Have you seen the
creepy new ad from the newly combined AT&T and DirecTV, "bringing your television and wireless together, taking entertainment to places you never imagined"? With the news broken over the weekend by the
New York Times and ProPublica that AT&T has been the
NSA's most willing partner in domestic spying for decades—long before 9/11—people who have DirecTV might want to make sure the "smart" features of their new flatscreen TVs are turned off. AT&T's participation in the Bush administration's warrantless wiretapping scheme to collect American's phone class became public in 2005. Subsequent information from the Edward Snowden leaks showed that it went beyond phone data to the internet, and now we know that AT&T's "partnership" with the NSA goes back to the 1980s.
One document described it as “highly collaborative,” while another lauded the company’s “extreme willingness to help.”
AT&T’s cooperation has involved a broad range of classified activities, according to the documents, which date from 2003 to 2013. AT&T has given the NSA access, through several methods covered under different legal rules, to billions of emails as they have flowed across its domestic networks. It provided technical assistance in carrying out a secret court order permitting the wiretapping of all Internet communications at the United Nations headquarters, a customer of AT&T.
The NSA’s top-secret budget in 2013 for the AT&T partnership was more than twice that of the next-largest such program, according to the documents. The company installed surveillance equipment in at least 17 of its Internet hubs on American soil, far more than its similarly sized competitor, Verizon. And its engineers were the first to try out new surveillance technologies invented by the eavesdropping agency.
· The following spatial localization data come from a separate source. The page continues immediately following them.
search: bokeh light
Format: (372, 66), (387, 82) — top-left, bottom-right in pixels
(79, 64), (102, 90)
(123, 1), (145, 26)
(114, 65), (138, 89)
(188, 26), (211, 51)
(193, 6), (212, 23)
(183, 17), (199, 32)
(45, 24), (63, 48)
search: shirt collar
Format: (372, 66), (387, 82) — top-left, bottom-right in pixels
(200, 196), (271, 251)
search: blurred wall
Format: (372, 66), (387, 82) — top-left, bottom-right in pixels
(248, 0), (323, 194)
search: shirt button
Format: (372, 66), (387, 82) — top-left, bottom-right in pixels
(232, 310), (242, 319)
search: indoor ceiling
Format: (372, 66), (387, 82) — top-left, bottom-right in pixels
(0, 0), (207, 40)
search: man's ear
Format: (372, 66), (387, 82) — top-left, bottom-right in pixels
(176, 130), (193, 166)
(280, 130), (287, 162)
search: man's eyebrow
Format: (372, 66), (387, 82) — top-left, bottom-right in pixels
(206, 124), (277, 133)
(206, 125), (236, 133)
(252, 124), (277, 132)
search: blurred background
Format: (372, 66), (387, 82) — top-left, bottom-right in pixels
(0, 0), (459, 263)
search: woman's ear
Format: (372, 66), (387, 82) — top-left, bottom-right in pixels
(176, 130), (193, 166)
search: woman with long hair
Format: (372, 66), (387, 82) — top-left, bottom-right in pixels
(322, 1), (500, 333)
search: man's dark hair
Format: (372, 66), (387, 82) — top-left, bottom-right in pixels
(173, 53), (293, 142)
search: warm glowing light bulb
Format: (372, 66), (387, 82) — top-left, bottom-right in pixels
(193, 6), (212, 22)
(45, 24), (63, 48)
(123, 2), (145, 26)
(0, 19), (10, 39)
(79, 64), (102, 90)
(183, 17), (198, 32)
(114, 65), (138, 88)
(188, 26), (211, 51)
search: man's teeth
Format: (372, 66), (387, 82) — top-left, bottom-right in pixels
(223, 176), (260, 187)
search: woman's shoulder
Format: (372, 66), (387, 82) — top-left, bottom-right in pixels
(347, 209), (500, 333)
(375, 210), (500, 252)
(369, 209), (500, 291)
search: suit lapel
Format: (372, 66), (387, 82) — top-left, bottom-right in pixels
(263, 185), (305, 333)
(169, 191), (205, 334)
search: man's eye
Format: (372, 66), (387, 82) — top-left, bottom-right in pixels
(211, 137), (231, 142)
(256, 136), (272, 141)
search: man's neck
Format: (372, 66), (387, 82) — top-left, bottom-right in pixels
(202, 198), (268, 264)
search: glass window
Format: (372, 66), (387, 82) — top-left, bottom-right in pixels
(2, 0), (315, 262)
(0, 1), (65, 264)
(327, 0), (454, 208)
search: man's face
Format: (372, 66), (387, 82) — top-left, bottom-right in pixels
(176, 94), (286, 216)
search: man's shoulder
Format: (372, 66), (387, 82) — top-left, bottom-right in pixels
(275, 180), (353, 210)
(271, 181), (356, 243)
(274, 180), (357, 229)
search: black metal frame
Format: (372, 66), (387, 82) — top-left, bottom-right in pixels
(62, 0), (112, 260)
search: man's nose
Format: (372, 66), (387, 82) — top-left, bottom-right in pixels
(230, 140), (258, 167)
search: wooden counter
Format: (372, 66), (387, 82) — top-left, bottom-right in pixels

One document reminds NSA officials to be polite when visiting AT&T facilities, noting: “This is a partnership, not a contractual relationship.”
The program with AT&T, called Fairview, has been confirmed by former intelligence officials. It began back in 1985, "the year after antitrust regulators broke up the Ma Bell telephone monopoly and its long-distance division became AT&T Communications." These new documents date to 2013. It's not clear now how much of the operation—and particularly whether the NSA is still spying on the UN—is still operative. But in 2012 a Fairview operation carried out a secret court order for surveillance on the UN headquarter's internet line, a line provided by AT&T.
The early start AT&T had in working with the NSA meant that they were "the first partner to turn on a new collection capability that the NSA said amounted to a 'live' presence on the global net." Beginning in September 2003, the company forwarded 400 billion Internet metadata records to the NSA, along with "more than one million emails a day to the keyword selection system." Then in 2011, in what the NSA was calling internally "a push to get this flow operational prior to the tenth anniversary of 9/11," AT&T began providing over 1.1 billion domestic cellphone calling records a day. As the report points out, this is in direct contradiction of what intelligence officials said right after the initial Snowden disclosures—that for technical reasons, most of the data that was collected came from landlines.
It gets better. Through peer networks, AT&T has been providing information from other companies' networks, too. Not that those peer networks are blameless. Verizon in particular has been a willing accomplice as well, though not quite as long as AT&T. Another program revealed in this document release is Stormbrew, the NSA's second-largest corporate program, though it apparently only gets about half the funding of Fairview.